What are the opportunities arising out of this?

According to Bain & Company, India can unlock a $50 billion-plus potential via new internet users and reengaging users who have dropped out. It is evident that custom messaging and localization is the key to winning in the key growth markets, but opportunities galore for new revenues out of the digital growth in rural India.

Of the total users, only 40 per cent make purchases online - and 90per cent of that base is from more affluent segments.

“Because 60per cent of users go online for product research and content but prefer to make purchases offline, there is a major opportunity to unlock that broader user base. But the journey to becoming a regular user requires building trust: Typical users take three to four months from their initial internet access to their first transaction. The more time they spend online, the more their trust increases. New users make just 27per cent of purchases online, but users who have been online for two or more years make 61per cent of their purchases via online channels,” the Bain report said.

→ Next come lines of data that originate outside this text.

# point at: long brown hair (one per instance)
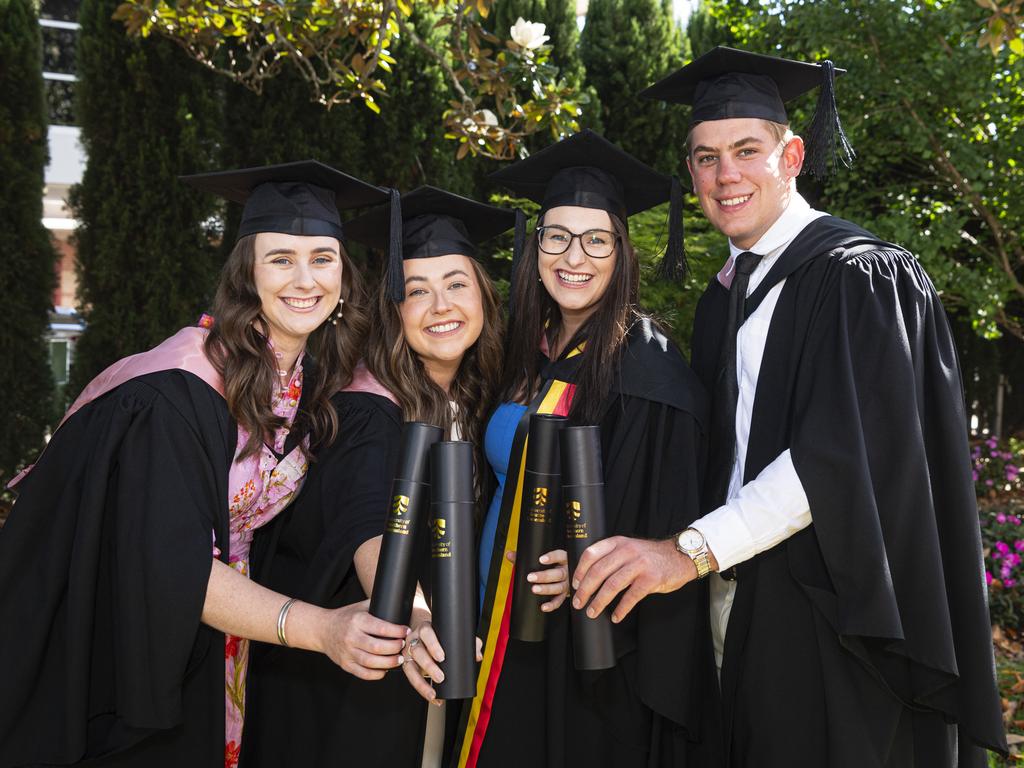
(537, 313)
(399, 369)
(238, 348)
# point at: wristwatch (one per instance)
(692, 544)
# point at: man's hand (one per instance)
(637, 565)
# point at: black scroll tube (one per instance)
(538, 515)
(583, 500)
(453, 561)
(394, 585)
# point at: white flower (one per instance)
(479, 118)
(527, 34)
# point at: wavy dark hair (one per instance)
(238, 347)
(399, 369)
(537, 313)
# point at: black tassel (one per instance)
(518, 245)
(395, 271)
(673, 266)
(826, 144)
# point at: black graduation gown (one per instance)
(657, 707)
(301, 709)
(855, 642)
(103, 565)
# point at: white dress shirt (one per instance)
(772, 506)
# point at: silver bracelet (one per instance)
(282, 617)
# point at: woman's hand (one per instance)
(423, 652)
(361, 644)
(552, 581)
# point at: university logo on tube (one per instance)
(539, 512)
(399, 505)
(441, 547)
(398, 522)
(574, 526)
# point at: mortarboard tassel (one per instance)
(395, 271)
(826, 142)
(673, 266)
(518, 245)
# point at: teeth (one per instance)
(571, 278)
(443, 328)
(734, 201)
(301, 303)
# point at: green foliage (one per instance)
(626, 46)
(502, 89)
(145, 266)
(938, 128)
(671, 303)
(403, 146)
(28, 280)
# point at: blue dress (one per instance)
(497, 444)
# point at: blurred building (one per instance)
(59, 30)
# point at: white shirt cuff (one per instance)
(767, 510)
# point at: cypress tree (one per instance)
(403, 146)
(28, 283)
(626, 45)
(145, 265)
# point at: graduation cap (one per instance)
(433, 222)
(303, 198)
(727, 83)
(589, 171)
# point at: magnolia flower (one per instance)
(527, 34)
(480, 117)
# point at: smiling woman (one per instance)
(135, 525)
(579, 345)
(434, 356)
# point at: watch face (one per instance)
(690, 540)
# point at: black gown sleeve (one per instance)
(103, 569)
(880, 444)
(653, 456)
(301, 708)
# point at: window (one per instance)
(59, 31)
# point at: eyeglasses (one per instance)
(598, 244)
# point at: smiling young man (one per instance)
(841, 532)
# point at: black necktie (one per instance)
(722, 440)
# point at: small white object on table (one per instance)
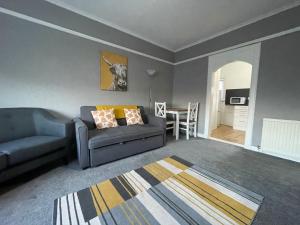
(177, 112)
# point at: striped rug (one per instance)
(170, 191)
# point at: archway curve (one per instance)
(248, 54)
(231, 62)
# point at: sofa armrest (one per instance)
(156, 121)
(47, 124)
(82, 143)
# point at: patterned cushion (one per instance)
(133, 116)
(104, 118)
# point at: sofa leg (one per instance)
(66, 160)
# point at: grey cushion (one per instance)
(3, 161)
(103, 137)
(20, 150)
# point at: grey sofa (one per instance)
(29, 138)
(96, 147)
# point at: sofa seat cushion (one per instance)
(115, 135)
(3, 161)
(24, 149)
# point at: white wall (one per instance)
(236, 75)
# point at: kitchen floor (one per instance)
(227, 133)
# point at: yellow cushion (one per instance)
(119, 109)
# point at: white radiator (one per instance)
(281, 138)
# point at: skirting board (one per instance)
(263, 151)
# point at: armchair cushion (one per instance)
(20, 150)
(100, 138)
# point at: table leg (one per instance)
(177, 126)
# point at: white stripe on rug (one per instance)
(207, 211)
(72, 209)
(169, 166)
(157, 211)
(224, 190)
(79, 211)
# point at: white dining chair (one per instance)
(190, 123)
(160, 111)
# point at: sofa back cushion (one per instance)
(87, 118)
(16, 123)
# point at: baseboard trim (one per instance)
(201, 135)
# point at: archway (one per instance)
(229, 102)
(250, 56)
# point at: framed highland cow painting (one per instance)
(113, 72)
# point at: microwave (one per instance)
(238, 100)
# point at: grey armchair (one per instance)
(29, 138)
(96, 147)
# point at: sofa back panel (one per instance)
(16, 123)
(87, 118)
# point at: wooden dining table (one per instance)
(177, 112)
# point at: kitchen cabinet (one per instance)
(240, 117)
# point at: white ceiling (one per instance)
(175, 24)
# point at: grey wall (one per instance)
(51, 13)
(278, 90)
(283, 21)
(190, 81)
(42, 67)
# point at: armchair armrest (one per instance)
(46, 124)
(82, 143)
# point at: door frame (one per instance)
(249, 54)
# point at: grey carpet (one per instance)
(276, 179)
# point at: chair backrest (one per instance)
(160, 109)
(193, 111)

It is therefore critical to engage and retain users with relevant content, especially since a large number of transactors from the key segments actually drop out after making a purchase, indicating a large opportunity to re-engage with these set of users to broaden the transaction base.

How does the road ahead look like after the Covid-19 pandemic?

In reducing the barriers access socioeconomic strata of the society, the Indian government has not only empowered the average rural household but also provided the industry a huge scalability not available in most other countries. This is something corroborated by McKinsey: “With both private- and public-sector action promoting digital usage, India's states have started bridging the digital divide.

Lower-income states are showing the fastest growth in internet infrastructure, such as base tower stations and the penetration of internet services to new customers. While low- and moderate-income states as a group accounted for 43 percent of all base tower stations in India in 2013, they accounted for 52 percent of the incremental towers installed between 2013 and 2017.”

For instance, the northern Indian state of Uttar Pradesh alone added more than 36 million internet subscribers during the period of 2014-18. “Ordinary Indians in many parts of the country - including small towns and rural areas - can read the news online, order food delivery via a phone app, video chat with a friend (Indians log 50 million video-calling minutes a day on WhatsApp), shop at a virtual retailer, send money to a family member through their phone, or watch a movie streamed to a handheld device,” the McKinsey survey found.

The future is thus full of promise and prosperity and ripe for further government and private collaborations to create digital access, awareness and literacy. Locally-relevant content solutions will improve user-engagement and unlock those millions of new users by doubling internet penetration in rural areas and increasing women's participation. The digital boost will also create an ecosystem for the self-employed to diversify and augment income.